Time Complexity: $\mathcal{O}(h|S| \log |S| + Q \log |S|)$ , where $h$ ~h~ is the expected height of the suffix link tree.

Subtask 4

For full marks, we notice that the operation of updating all states from the current state to the root is extremely similar to the Access operation of a link/cut tree. If we maintain the suffix link tree using an LCT, we can support suffix link jumping to the root in the amortized $\mathcal{O}(\log N)$ ~\mathcal{O}(\log N)~ complexity of the LCT, and that is sufficient for full marks. It is also possible to achieve the same time complexity using small to large merging techniques on the set of end positions for each state of the suffix link tree. Special care should be taken to avoid excessive memory usage.

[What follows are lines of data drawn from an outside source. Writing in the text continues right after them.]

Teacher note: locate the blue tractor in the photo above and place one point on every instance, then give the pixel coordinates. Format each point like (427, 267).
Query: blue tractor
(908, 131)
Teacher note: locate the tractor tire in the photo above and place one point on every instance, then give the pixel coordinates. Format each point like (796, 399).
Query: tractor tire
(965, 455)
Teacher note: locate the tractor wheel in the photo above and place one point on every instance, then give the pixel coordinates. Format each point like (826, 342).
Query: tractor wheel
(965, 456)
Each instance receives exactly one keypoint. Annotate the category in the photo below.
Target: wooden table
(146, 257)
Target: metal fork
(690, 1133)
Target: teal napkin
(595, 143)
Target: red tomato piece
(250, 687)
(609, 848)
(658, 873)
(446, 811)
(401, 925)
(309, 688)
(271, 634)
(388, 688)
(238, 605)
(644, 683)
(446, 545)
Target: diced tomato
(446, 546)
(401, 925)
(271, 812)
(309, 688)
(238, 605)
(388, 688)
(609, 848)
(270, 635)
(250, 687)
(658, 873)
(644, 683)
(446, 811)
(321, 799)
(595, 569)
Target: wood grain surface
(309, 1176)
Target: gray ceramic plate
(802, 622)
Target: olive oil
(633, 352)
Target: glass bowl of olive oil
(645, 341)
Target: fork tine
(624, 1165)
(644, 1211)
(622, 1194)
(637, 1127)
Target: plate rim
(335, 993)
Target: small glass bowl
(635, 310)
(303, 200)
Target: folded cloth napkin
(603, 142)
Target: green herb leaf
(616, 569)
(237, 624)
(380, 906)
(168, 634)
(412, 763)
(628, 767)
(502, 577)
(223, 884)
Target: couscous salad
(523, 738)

Time Complexity: $\mathcal{O}(|S| \log^2 |S| + Q \log |S|)$

Comments

14

dalt commented on April 28, 2021, 11:57 a.m.

P6 have appeared long ago, and I even find an editorial for similar problem in contest from another OJ, but I failed because of memory exceed. The problem is easy, but the memory limit is crazy. In my opinion, the reasonable limits are supposed to be 4 x spense of author's solution if the code is written by C++ or C, 2 times for other language.

8

4fecta commented on April 28, 2021, 2:17 p.m.

Hi, could you tell me where P6 has appeared before? I spent a long time searching for it on the internet but I couldn't find the same problem, so I was pretty confident that the problem itself is unique. As for similar problems, I was aware that similar problems exist from past contests (for example you can see the main problem mentioned here), but the idea of backing a suffix automaton with an LCT to support suffix updates at any index was so brilliant and new for me that I decided there was a place for it on the DMOPC this time. Regarding your submissions, I believe they failed more so do the time limit than the memory limit, looking at the verdicts of your in contest submissions. That's quite unfortunate, since we intentionally kept the time limit relatively tight (2.5x reference solution in C++) to minimize the probability of constant optimized quadratic (or faster, like sqrt) solutions passing. I'll keep that in mind for future problems though, and if we are able to get enough Java testing then perhaps we can set custom limits for Java. Thanks for reaching out.

6

dalt commented on April 29, 2021, 9:31 a.m. ← edit 6 →

Of course, it's similar rather than same problem. I first knew such problem in https://codeforces.com/blog/entry/62331 long ago, and in contest, I found a similar problem without persistent trick in Chinese OJ https://www.luogu.com.cn/problem/P6292. There is a Chinese blog talked about how to solve the online version, I learned the trick here.

Thanks for your cool problem, at first glance I didn't care about such problem until I met a hard version in your contest, as a consequence I learned a new skill.